More Questions Than Answers

More Questions Than Answers

By Jane Foley, senior FX strategist at Rabobank

Yesterday’s release of the US July CPI inflation report may have paved the way for a Fed rate cut in September, but it did little to resolve the debate as to whether the Fed could opt for a 50 bps move in preference to a 25-bps cut. While US stock indices ended the day in the green, the slight reduction in hopes for a 50-bps rate cut meant that activity in equities lacked real firepower. The ‘problem’ for those advocating a larger move was the acceleration in the cost of housing. That said, core CPI inflation did moderate to 3.2% y/y, which highlights the disinflationary trend. The continued question mark over whether a 50-bps move is a realistic prospect for the Fed next month underscores the importance of today’s US data releases, and particular the retail sales number. The market is expecting a 0.4% m/m bounce in the July release which is a function of the slump in auto sales in June. Beyond that, investors will be looking for any signs of fragility in consumers’ spending decisions and whether there are signs that they are using savings to purchase essential goods. Adding color to today’s retail sales data will be the earnings reports from Walmart. (Rabo is expecting a 25 bps Fed rate cut in September)

The growth outlook in Japan received a boost on the release of better-than-expected Q2 GDP data this morning. The economy grew by a seasonally adjusted annualized 3.1% q/q (0.8% sa q/q), though this did follow a downward revision to the previous release. Within this, private consumption grew by a quicker than expected 1.0% q/q, and business spending by 0.9% q/q.  Following on from last week’s news of an unexpected recovery in real wage growth, the data will help to vindicate the BoJ’s hawkish policy moves on July 31. Ahead of that meeting, the majority of BoJ watchers had expected policymakers to wait for the publication of improved economic data before hiking rates. Despite the improved economic outlook, the market volatility that followed the BoJ’s policy action argues for a very cautious and well communicated policy stance going forward. This suggests little expectations of another rate hike before the end of the year at the earliest.  The better Japanese economic data allowed the Nikkei 225 to push a little higher this morning. Chinese stocks also rose moderately this morning supported by better-than-expected domestic retail sales data at 2.7% y/y. That said, growth in fixed asset investment slowed in July and Chinese industrial production missed expectations with a 5.1% y/y increase.

This morning’s slew of UK data releases included an as expected reading of 0.6% q/q for Q2 GDP.  According to Rabo’s UK strategist Stefan Koopman “it’s clear that robust GDP growth isn’t driven by consumer strength. Real household spending saw a modest rise of 0.2% q/q. The main growth driver was government spending, which increased by 1.4% q/q, reflecting higher activity in public administration, defence, and education, despite a decline in health spending. Business investment detracted from growth, falling by 0.1% q/q and 1.1% y/y”. Not only that, but according to the ONS, real GDP in Q2 dropped by -0.1% y/y owing to changes in the UK’s population size. The lacklustre performance of the consumer sector will focus attention on how much more the BoE may be willing to cut interest rates this year. Yesterday’s CPI inflation data showed an encouraging softening in UK services inflation. However, this is at 5.2% y/y, which in Rabo’s view suggests no room for consecutive rate cuts. We expect one more BoE rate cut this year. 
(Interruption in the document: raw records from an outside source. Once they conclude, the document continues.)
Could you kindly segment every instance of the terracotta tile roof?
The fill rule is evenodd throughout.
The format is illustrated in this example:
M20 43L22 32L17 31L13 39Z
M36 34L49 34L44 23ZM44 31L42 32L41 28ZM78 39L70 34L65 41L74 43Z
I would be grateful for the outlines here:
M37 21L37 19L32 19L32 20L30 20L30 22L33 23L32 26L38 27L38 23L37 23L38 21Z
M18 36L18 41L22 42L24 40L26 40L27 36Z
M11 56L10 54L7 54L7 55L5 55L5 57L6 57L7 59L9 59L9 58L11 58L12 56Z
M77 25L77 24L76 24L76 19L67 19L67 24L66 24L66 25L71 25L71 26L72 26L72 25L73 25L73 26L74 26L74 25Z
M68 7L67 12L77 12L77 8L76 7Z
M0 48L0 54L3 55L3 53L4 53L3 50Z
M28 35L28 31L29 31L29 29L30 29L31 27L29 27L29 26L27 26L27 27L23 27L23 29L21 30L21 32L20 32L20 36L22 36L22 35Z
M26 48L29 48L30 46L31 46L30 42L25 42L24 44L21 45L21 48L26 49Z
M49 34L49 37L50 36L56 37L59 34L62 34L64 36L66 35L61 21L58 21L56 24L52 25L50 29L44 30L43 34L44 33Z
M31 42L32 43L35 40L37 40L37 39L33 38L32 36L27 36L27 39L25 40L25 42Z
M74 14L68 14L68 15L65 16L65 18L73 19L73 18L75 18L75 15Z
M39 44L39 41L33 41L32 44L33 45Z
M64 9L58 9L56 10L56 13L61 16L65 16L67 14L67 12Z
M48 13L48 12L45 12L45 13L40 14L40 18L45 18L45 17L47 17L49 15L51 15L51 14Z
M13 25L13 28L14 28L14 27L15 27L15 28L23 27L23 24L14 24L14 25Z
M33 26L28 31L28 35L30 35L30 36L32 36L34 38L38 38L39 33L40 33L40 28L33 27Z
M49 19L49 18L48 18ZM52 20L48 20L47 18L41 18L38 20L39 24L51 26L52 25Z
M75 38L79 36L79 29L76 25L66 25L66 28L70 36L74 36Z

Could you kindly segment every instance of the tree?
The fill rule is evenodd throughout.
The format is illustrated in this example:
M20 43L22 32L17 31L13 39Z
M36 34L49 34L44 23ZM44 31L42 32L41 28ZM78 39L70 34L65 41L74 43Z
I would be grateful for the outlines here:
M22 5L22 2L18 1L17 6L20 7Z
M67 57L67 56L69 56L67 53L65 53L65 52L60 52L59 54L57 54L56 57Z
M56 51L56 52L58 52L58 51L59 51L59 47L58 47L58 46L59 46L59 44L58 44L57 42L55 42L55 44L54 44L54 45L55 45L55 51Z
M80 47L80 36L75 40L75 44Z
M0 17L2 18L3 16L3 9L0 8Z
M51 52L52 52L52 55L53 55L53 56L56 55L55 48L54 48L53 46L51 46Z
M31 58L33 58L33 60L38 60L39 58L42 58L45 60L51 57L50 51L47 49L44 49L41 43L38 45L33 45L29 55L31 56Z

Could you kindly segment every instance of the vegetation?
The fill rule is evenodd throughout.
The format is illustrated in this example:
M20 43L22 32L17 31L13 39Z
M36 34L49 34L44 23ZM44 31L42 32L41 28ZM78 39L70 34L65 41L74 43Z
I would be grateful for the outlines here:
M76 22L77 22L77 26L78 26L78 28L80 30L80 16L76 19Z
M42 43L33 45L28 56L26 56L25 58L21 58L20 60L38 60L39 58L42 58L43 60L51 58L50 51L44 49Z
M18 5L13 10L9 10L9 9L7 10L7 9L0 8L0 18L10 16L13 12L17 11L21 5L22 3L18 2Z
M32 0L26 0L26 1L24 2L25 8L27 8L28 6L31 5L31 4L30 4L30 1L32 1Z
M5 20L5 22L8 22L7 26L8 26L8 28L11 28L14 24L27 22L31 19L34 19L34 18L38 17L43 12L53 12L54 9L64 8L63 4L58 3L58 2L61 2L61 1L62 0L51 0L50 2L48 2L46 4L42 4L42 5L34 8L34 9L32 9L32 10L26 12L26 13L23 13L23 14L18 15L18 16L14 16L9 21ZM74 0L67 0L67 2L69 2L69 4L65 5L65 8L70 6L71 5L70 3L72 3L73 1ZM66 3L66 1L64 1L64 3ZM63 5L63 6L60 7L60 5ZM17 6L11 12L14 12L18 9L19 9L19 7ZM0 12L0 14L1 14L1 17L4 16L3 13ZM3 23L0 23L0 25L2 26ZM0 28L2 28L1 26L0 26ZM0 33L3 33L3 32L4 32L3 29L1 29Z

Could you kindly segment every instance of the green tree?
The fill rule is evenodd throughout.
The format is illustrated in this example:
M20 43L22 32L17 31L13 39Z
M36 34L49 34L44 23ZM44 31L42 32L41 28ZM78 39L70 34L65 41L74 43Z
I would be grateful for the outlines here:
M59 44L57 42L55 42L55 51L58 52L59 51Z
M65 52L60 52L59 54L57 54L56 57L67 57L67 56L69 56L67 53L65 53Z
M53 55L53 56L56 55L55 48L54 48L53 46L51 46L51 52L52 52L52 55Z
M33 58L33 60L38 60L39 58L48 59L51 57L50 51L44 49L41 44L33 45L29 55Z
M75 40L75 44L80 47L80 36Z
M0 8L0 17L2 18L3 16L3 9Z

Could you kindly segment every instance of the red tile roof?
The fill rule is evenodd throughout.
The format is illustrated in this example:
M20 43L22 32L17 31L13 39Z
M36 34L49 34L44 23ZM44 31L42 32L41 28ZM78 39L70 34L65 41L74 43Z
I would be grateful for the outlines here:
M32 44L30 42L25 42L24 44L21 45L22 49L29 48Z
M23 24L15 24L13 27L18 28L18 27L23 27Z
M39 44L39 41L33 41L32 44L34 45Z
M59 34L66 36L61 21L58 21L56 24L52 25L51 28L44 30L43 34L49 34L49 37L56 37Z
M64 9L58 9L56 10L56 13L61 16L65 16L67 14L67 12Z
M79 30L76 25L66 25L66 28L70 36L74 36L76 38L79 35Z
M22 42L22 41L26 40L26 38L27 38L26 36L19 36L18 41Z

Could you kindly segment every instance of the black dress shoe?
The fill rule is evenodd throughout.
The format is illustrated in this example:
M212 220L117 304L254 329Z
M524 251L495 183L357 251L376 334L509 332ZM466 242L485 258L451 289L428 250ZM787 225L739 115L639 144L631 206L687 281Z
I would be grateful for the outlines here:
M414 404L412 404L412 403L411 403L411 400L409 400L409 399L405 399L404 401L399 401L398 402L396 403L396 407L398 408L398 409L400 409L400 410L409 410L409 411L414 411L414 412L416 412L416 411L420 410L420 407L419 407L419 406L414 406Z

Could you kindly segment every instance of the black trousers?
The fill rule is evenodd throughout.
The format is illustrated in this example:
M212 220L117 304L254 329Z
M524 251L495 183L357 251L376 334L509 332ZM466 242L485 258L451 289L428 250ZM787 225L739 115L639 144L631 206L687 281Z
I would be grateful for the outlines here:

The market’s view on the outlook for RBA rates has swung wildly in recent months. While the recent easing in inflation data wiped out speculation of a rate hike ahead of the August 6 RBA meeting, Governor Bullock subsequently signalled that she was not ruling anything out.  According to Rabo’s strategist Ben Picton, this morning’s release of Australian employment data “provided something for everybody. Employment growth was +58k vs est of 20k (Rabo’s estimate was +37k) and the skew was 100% to full-time positions, but the unemployment rate rose 1-tick to a new cycle high of 4.2%. The RBA expects unemployment to average 4.3% in Q4 of this year, so today’s numbers are broadly in line with their expectations. Strong employment growth (for the fourth month in a row) means that there is no smoking gun for a rate cut this year, but the continued gradual rise in the unemployment rate probably diminishes the chances of a further hike, especially now that many other central banks have initiated cutting cycles and iron ore prices have been falling sharply in recent days”. Rabo’s expectation is for the RBA to leave the cash rate unchanged until May 2025, which would make it one of the most hawkish G10 central banks.

While a hawkish RBA is supportive for the AUD, the continued slump in iron ore prices is not.  Reports that China is cutting back on steel production due to weak demand and soft prices have pushed iron ore prices back to multi-month lows. The AUD is the worst performing G10 currency on a 1-month view, though AUD/USD has recovered some ground in the past couple of weeks.